Türkiye'de vesayete karşı mücadelenin en önemli aşamalarının başında Kürt sorunu konusunda atılacak adımların geldiğini ifade eden Türk, hükümetin tarihi ve önemli bir sınavla karşı karşıya olduğunu söyledi. Başbakan'a "Kürtleri hedef alan bu eylem planlarına karşı bugüne kadar hiç gıkınız çıktı mı? "DTP'ye ve Kürtlere yapılanlar demokrasi dışıdır, hukuk dışıdır" diyebildiniz mi?" diye soran Türk "Ama her zaman olduğu gibi işin ucu kendisine dokununca, Başbakan feryat figan ediyor. 'AKP'yi ve Fetullah Gülen'i bitirme planı'na karşı çıkacaksınız ama Kürtleri hedef alan planlar karşısında sessiz kalacaksınız. AKP karşıtı planları kirli senaryo olarak tarif edeceksiniz, DTP'yi hedef alan planları ise meşru göreceksiniz. Bu samimiyetsizliktir, bu kendine demokrat, kendine müslümanlıktır. Sayın Başbakan'a göre; Fethullah Gülen'i hedef alanlar hukuk dışı, çeteci yapılar oluyor, ama aynı odaklar Kürtlere karşı harekete geçtiğinde ise AKP nezdinde meşru yapılara dönüşüyor. Bu iki yüzlü tutumu kabul etmek, onaylamak asla mümkün değildir. "diye konuştu.

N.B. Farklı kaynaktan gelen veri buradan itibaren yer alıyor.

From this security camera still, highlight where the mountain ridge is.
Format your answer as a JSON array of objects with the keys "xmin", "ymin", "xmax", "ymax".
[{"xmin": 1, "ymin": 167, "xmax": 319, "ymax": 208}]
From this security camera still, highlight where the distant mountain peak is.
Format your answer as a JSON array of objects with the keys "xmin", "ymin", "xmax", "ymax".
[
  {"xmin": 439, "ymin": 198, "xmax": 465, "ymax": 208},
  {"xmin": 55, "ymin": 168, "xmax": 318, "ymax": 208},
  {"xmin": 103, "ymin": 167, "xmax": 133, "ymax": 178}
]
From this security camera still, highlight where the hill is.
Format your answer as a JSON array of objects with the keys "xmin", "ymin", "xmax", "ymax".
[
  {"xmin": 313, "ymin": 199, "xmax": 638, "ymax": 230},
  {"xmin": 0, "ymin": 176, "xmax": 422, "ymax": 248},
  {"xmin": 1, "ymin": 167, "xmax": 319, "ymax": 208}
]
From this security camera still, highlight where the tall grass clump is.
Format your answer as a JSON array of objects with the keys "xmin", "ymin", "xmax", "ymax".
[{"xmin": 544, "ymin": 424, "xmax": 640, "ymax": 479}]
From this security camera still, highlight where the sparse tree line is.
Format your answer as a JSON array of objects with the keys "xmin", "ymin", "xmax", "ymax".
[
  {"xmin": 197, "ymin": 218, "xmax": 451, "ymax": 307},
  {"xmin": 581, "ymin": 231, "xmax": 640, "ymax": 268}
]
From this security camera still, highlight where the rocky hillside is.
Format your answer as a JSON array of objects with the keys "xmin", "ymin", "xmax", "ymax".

MHP'Lİ VURAL'I 'ERGENEKON'UN SİYASETTEKİ UZANTISI' OLMAKLA SUÇLADI
Demokrasi mücadelesi verebilmek için demokrat olmak gerektiğini, 'ötekine dokunabilirsiniz ama bana karışmayın' anlayışının ise 'ucuz demokratlık' olduğunu kaydeden Türk yargıyı da eleştirdi. Yargının siyasi alanını daraltma ve sınırlandırma çabası içinde olduğunu belirten Türk, Digor savcılığının Kürtçe konuşma ile ilgili aldığı kararı da değerlendirdi. Digor savcılığının demokratik tartışmaların önünü açacak bir karar aldığını ancak 'Ankara kriterleri'nin yeniden devreye girdiğini ve Sincan Ağır Ceza Mahkemesi'nin Digor kararına misilleme yaparcasına bir karar aldığını söyleyen Ahmet Türk, yaptığı başvuru ile kendisi hakkındaki takipsizlik kararının bozulmasına neden olan MHP Grup Başkanvekili Oktay Vural'ı ise üstü kapalı olarak "Ergenekon'un siyasetteki sivil uzantılarının yaptığı itiraz sonucu bu kararın alınmış olması da ayrıca manidardır. Böylece bu kararı verenlerin kimlerle ilişkili olduğu da ortaya çıkmış oldu."sözleriyle suçladı.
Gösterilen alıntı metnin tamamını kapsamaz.